By Eugene Seah, 23, Singapore

Boy 1 – Surak

Surak was about 8 to 10 years old when I first met him. At that time, I was on a mission trip. The setting was at a Christmas celebration event. The local church had organized a Christmas outreach concert with songs and drama. It was held at a public area, on a makeshift wooden platform set up by the corridor of a row of shop houses.

I remember vividly the first time I met Surak. It was at the rooftop of the shop house where our belongings were placed for safekeeping. Another young friend whom I met at the local church the weekend before introduced him to me. For the rest of the evening, I had a younger brother! He was with me everywhere I went. He was also the guardian of my camera—snapping comical close-up shots of the “VIPs” and the children in the local community.

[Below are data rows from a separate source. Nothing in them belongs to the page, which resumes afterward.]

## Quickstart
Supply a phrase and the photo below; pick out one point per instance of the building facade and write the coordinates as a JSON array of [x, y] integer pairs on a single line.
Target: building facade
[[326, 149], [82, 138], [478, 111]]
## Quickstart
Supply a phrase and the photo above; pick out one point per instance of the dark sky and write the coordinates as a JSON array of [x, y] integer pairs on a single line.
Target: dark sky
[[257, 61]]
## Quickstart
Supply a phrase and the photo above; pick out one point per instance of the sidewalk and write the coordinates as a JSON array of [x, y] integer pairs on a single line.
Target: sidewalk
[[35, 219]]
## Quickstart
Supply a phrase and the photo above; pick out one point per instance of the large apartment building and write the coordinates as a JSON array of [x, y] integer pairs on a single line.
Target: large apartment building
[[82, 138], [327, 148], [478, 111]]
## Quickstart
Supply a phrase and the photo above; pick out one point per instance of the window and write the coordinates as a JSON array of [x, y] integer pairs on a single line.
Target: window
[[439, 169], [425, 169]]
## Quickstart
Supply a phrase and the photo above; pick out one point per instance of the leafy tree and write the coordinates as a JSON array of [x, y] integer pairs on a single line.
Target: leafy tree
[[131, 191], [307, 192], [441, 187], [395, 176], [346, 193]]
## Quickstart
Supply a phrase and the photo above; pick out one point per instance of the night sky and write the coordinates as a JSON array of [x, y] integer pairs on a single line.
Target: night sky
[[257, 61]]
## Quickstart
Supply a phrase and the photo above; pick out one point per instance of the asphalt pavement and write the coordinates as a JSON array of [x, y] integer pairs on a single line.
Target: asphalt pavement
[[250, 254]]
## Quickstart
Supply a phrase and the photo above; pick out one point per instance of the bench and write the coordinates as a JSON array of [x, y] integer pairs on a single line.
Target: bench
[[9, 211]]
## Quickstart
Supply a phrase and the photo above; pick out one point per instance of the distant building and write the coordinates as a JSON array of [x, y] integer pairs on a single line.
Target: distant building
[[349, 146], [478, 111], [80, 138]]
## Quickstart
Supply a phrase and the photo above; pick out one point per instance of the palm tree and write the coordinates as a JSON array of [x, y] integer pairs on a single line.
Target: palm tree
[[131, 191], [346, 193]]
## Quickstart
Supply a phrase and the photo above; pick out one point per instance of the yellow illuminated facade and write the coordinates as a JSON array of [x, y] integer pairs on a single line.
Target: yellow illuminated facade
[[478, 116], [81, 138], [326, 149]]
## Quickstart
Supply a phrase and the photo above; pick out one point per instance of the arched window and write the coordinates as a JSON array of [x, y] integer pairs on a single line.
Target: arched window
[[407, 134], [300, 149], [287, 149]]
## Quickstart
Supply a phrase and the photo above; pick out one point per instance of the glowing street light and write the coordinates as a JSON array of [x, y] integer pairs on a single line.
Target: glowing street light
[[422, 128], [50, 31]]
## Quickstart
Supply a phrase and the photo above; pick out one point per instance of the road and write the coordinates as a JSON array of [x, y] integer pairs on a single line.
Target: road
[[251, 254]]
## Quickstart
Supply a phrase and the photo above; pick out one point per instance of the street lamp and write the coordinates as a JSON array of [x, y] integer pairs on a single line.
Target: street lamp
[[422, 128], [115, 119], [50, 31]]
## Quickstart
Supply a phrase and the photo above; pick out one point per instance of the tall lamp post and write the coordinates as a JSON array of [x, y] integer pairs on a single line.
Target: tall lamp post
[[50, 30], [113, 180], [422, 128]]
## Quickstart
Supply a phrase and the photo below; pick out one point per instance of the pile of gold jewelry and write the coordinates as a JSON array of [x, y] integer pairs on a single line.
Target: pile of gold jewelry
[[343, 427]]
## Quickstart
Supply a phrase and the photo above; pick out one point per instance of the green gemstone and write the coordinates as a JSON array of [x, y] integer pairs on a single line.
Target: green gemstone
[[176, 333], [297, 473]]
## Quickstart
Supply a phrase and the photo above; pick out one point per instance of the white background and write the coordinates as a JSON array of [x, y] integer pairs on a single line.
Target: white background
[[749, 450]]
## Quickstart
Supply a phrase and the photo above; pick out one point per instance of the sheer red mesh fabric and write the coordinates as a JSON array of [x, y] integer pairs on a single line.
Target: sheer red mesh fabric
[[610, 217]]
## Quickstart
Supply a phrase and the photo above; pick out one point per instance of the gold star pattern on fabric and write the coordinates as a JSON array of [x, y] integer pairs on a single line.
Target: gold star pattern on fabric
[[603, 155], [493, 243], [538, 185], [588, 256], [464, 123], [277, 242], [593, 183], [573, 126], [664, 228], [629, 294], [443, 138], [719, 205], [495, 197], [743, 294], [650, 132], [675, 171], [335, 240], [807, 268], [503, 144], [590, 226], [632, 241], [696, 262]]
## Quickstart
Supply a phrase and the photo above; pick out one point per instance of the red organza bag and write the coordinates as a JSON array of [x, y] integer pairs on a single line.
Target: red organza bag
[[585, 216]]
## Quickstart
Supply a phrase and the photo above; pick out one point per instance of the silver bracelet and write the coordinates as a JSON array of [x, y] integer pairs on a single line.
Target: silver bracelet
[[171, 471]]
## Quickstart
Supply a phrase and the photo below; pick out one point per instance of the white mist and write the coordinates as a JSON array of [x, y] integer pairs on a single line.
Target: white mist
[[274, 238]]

As the program came to a close and some of the Singaporean youth gathered to share a Christmas carol with the local youth, Surak sat on my lap. But soon, he became restless and hopped off to play with his friends.

At the end of the long night as we boarded the van and set off to our accommodation, I realized that I didn’t even bid farewell to Surak! I took for granted that my young friend will always be by my side.

Six months later, I was back at Nepal. This time, I was with my family. I inquired with local friends for Surak’s address. I wished to pass him a present. But I was told that Surak had left the capital with his family awhile back. I was beyond dismay. How I longed to meet him again! After some probing, I found out that his dad was an alcoholic and that his sister had lost her job. Even their former neighbors did not know their whereabouts.

As I looked at the photographs that were taken during the mission trip, I realized I had actually met Surak in church prior to the Christmas concert. However, I guess I was rushing off somewhere and missed the earlier introduction. It’s been 2 years since that blessed meeting and I am hoping and praying that he is safe.

Through this encounter with Surak, I’ve learnt an important lesson on seizing opportunities. If I hadn’t taken him for granted, I could have showed him more love and kindness. While the past is gone and irreversible, how about the present? Am I taking my loved ones and friends for granted?

Is there a text message you ought to send, a phone call you have to make, a relationship you have to build, a dispute you have to settle, or a help which you should render to a needy/unreached people group? Our life on earth is one that is fleeting like “the morning fog—it’s here a little while, then it’s gone” (James 4:14). Therefore let us seize every opportunity, for our prospective recipients may not be able to wait out our delayed act of love.